Report: Legalization of Prostitution In Rhode Island Led To Improvements of Both Public Health and Public Safety

220px-The_ProcuressThe criminalization of prostitution has always been an anomaly in the law when compared to sex on camera for the adult entertainment industry. Libertarians question why consenting adults should not be able to agree to such arrangements since they can have as many lovers for free as a form of protected conduct. For those who have argued for legalization of prostitution, a recent study by Baylor University’s Scott Cunningham and Manisha Shah of the University of California, Los Angeles may give them something of a boost. The study found that, for the years when prostitution was effectively legal in Rhode Island (but not street walking), both public health and public safety substantially improved with a drop in rape and a drop in the rate of gonorrhea among women.

The study appears to contradict the claim among some advocates that prostitutes (as well as pornography) fuels violence against women.

The two researchers found that the statewide incidence of gonorrhea among women declined by 39 percent, and the number of rapes reported to police in the state declined by 31 percent. Those are very significant statistical drops.

The effective legalization of prostitution occurred unintentionally as the result of an effort to tailor state laws in 1980 to avoid first amendment issues. The legislators however accidentally removed a section that defines the act as a crime and years later a court ruled that prostitution was not per se a crime under the law. However, other activities, such as streetwalking, pimping and trafficking, remained illegal. Ironically, the error resulted in precisely what many have argued as an ideal reform — banning pimping, streetwalking, and trafficking while allowing indoors prostitution that can be regulated and safely managed. Legalization advocates insist that such businesses have the ability to vet customers and monitor the situation to avoid many of the problems associated with prostitution.

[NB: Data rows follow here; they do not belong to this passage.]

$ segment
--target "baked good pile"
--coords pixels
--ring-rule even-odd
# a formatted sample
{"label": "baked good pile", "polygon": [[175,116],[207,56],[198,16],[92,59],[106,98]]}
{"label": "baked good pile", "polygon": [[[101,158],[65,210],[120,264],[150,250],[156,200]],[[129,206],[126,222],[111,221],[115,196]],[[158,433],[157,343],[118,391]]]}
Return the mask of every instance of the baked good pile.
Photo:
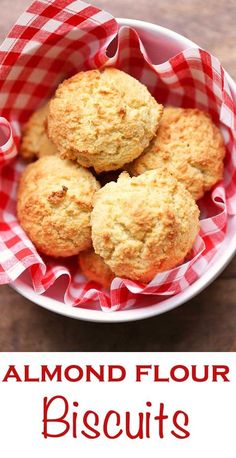
{"label": "baked good pile", "polygon": [[24,126],[20,154],[34,161],[17,195],[28,237],[43,254],[78,256],[109,288],[115,276],[148,283],[185,260],[196,201],[223,178],[225,147],[207,113],[164,108],[106,68],[62,82]]}

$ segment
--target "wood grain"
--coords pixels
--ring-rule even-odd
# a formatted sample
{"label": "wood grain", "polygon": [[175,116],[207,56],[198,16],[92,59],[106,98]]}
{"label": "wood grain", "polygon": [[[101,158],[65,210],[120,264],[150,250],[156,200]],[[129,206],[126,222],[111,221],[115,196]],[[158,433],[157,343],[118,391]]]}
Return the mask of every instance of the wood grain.
{"label": "wood grain", "polygon": [[[0,40],[29,0],[0,0]],[[14,4],[14,8],[12,5]],[[171,28],[215,54],[236,79],[235,0],[99,0],[116,17]],[[235,351],[236,259],[187,304],[144,321],[96,324],[48,312],[0,289],[1,351]]]}

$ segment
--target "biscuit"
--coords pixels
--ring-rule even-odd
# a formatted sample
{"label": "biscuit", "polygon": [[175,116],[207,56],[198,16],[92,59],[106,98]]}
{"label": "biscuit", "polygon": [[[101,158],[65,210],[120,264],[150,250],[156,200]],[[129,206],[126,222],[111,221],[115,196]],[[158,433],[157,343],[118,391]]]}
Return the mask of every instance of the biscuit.
{"label": "biscuit", "polygon": [[115,275],[105,264],[101,256],[98,256],[93,248],[81,251],[79,254],[80,268],[88,280],[100,283],[104,288],[109,288]]}
{"label": "biscuit", "polygon": [[48,134],[61,157],[97,173],[138,157],[163,107],[146,86],[115,68],[80,72],[59,85],[49,105]]}
{"label": "biscuit", "polygon": [[67,257],[91,246],[92,199],[99,187],[91,172],[58,156],[45,156],[26,167],[17,215],[39,251]]}
{"label": "biscuit", "polygon": [[165,108],[155,139],[124,168],[135,176],[166,168],[198,200],[222,179],[224,156],[223,137],[207,113]]}
{"label": "biscuit", "polygon": [[43,156],[57,154],[57,148],[46,133],[48,104],[35,111],[22,130],[20,155],[32,161]]}
{"label": "biscuit", "polygon": [[95,252],[118,276],[149,282],[180,264],[199,232],[199,209],[173,176],[151,170],[123,172],[94,196]]}

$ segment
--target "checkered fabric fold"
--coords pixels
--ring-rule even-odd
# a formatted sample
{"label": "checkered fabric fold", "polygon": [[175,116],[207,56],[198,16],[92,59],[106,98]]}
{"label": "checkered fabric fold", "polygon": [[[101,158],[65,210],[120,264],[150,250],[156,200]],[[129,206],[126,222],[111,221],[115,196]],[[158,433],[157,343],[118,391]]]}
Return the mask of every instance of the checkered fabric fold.
{"label": "checkered fabric fold", "polygon": [[0,167],[3,167],[17,155],[12,127],[7,119],[0,117]]}
{"label": "checkered fabric fold", "polygon": [[[106,51],[117,34],[109,58]],[[177,294],[214,262],[227,220],[236,213],[234,98],[219,61],[202,49],[188,49],[154,64],[133,29],[118,31],[112,16],[79,0],[38,0],[18,19],[0,47],[0,284],[14,282],[27,269],[33,288],[42,294],[66,275],[66,304],[89,307],[99,301],[103,310],[115,311],[132,307],[145,295],[161,300]],[[188,259],[148,285],[115,278],[109,292],[86,281],[75,259],[61,263],[42,258],[16,218],[16,187],[24,164],[15,156],[22,124],[64,78],[102,66],[138,78],[158,102],[207,111],[220,125],[227,150],[224,182],[199,203],[201,231]]]}

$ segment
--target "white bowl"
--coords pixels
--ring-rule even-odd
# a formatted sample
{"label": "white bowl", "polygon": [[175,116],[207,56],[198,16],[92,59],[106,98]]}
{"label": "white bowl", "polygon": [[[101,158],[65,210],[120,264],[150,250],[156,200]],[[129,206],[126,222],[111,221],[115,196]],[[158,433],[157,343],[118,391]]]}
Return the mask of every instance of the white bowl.
{"label": "white bowl", "polygon": [[[148,54],[155,64],[162,63],[186,48],[196,47],[196,44],[187,38],[164,27],[150,24],[148,22],[117,19],[120,26],[128,25],[135,28],[148,50]],[[236,84],[227,74],[231,90],[236,98]],[[140,320],[154,315],[167,312],[196,296],[206,288],[226,267],[236,252],[236,216],[230,217],[227,226],[227,233],[217,254],[211,261],[210,266],[204,275],[189,286],[185,291],[175,296],[157,302],[156,298],[144,297],[142,305],[138,308],[118,312],[105,313],[94,306],[93,309],[85,307],[70,307],[62,301],[62,291],[65,288],[65,279],[57,280],[56,286],[50,288],[44,295],[34,292],[28,274],[24,274],[16,280],[12,287],[22,296],[35,302],[48,310],[65,315],[71,318],[100,321],[100,322],[122,322]]]}

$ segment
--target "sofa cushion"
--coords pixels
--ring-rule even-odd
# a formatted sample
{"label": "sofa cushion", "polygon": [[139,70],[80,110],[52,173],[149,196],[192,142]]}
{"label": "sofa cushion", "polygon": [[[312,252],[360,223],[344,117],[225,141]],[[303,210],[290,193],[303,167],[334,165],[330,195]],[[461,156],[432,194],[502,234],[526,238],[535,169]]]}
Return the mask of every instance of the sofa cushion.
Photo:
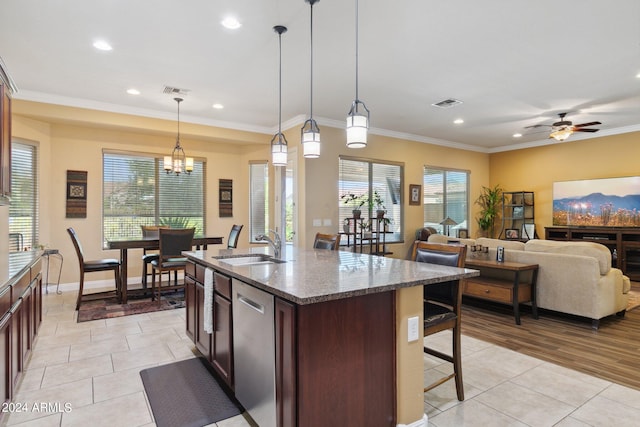
{"label": "sofa cushion", "polygon": [[533,239],[525,244],[525,251],[590,256],[598,260],[601,275],[611,270],[611,252],[600,243]]}
{"label": "sofa cushion", "polygon": [[449,237],[444,234],[432,234],[428,239],[431,243],[457,243],[460,245],[473,246],[476,244],[475,239],[460,239],[458,237]]}
{"label": "sofa cushion", "polygon": [[482,245],[488,248],[497,248],[498,246],[502,246],[510,251],[524,251],[524,243],[517,240],[500,240],[490,239],[488,237],[478,237],[476,239],[476,245]]}

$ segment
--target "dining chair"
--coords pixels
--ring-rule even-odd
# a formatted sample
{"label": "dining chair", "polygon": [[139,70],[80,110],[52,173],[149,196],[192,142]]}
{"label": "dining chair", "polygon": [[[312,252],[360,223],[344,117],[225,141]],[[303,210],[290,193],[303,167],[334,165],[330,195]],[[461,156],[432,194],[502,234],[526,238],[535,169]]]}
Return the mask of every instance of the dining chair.
{"label": "dining chair", "polygon": [[[78,289],[78,299],[76,301],[76,310],[80,309],[80,304],[83,299],[83,289],[84,289],[84,275],[85,273],[93,273],[96,271],[108,271],[113,270],[113,275],[115,277],[116,289],[115,294],[120,296],[120,292],[122,286],[120,284],[120,261],[113,258],[107,259],[99,259],[99,260],[85,260],[84,253],[82,251],[82,245],[80,244],[80,240],[78,239],[78,235],[75,230],[71,227],[67,228],[67,232],[71,237],[71,241],[73,242],[73,247],[76,250],[76,255],[78,255],[78,264],[80,265],[80,288]],[[94,295],[94,297],[104,297],[108,295],[108,293],[100,292]]]}
{"label": "dining chair", "polygon": [[242,225],[233,224],[229,232],[229,240],[227,241],[227,249],[235,249],[238,247],[238,238],[242,231]]}
{"label": "dining chair", "polygon": [[[417,262],[464,267],[466,245],[416,241],[412,259]],[[424,352],[453,364],[453,374],[440,378],[426,386],[427,392],[454,378],[458,400],[464,400],[462,384],[462,349],[460,346],[460,320],[462,305],[462,283],[460,280],[425,285],[423,287],[424,336],[447,329],[452,330],[452,354],[448,355],[424,346]]]}
{"label": "dining chair", "polygon": [[[191,250],[193,246],[193,234],[195,228],[161,228],[158,230],[160,253],[158,259],[151,261],[153,274],[151,276],[151,299],[155,300],[156,295],[156,272],[160,274],[158,282],[158,301],[162,290],[182,289],[178,285],[178,271],[185,270],[187,258],[182,255],[183,251]],[[162,287],[162,273],[169,272],[167,286]],[[171,272],[174,274],[173,285],[171,285]]]}
{"label": "dining chair", "polygon": [[314,249],[331,249],[335,251],[338,250],[339,246],[340,234],[316,233],[316,238],[313,241]]}
{"label": "dining chair", "polygon": [[[161,228],[170,228],[164,227],[160,225],[141,225],[140,229],[142,230],[142,238],[143,239],[159,239],[160,234],[159,230]],[[158,259],[159,254],[157,250],[154,249],[143,249],[142,250],[142,287],[147,289],[148,284],[148,276],[149,276],[149,265],[151,265],[151,261]],[[153,270],[151,271],[153,273]],[[160,280],[162,280],[162,276],[160,276]]]}

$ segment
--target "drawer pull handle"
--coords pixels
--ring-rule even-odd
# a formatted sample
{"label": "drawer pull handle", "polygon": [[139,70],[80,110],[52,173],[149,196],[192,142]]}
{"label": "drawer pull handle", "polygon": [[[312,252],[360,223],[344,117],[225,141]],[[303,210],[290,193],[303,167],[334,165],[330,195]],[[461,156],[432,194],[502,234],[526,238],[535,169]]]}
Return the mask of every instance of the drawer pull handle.
{"label": "drawer pull handle", "polygon": [[485,289],[485,290],[484,290],[484,293],[485,293],[485,294],[488,294],[488,293],[489,293],[489,289]]}

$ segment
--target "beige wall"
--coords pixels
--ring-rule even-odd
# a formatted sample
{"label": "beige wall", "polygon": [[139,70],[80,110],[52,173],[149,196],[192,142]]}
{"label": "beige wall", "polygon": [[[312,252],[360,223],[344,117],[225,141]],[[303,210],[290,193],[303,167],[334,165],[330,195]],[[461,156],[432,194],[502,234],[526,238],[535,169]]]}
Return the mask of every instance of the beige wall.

Shah and Cunningham estimated that decriminalizing prostitution prevented 824 rapes that would have been otherwise reported to police. They were so surprised by the results that they decided to re-examine their data with three different statistical methods.

Feminists have already attacked the study and said that prostitution itself should be viewed as rape. Melissa Farley, a feminist psychologist, insisted that “Women in prostitution generally describe it as paid rape. That’s what if feels like to them.” However, advocates of legalization would argue that regulating the industry would help guarantee that this work is done consensually and they point to a large group of sex workers who have argued for such legalization.

Ronald Weitzer, a sociologist at George Washington University, also pointed out that legal prostitution would reduce the financial incentive for organized crime since “When something is prohibited, it allows organized crime to gain a foothold.” He cites European studies showing success with legalization of prostitution on these different issues.

An interesting study in an equally interesting area of debate.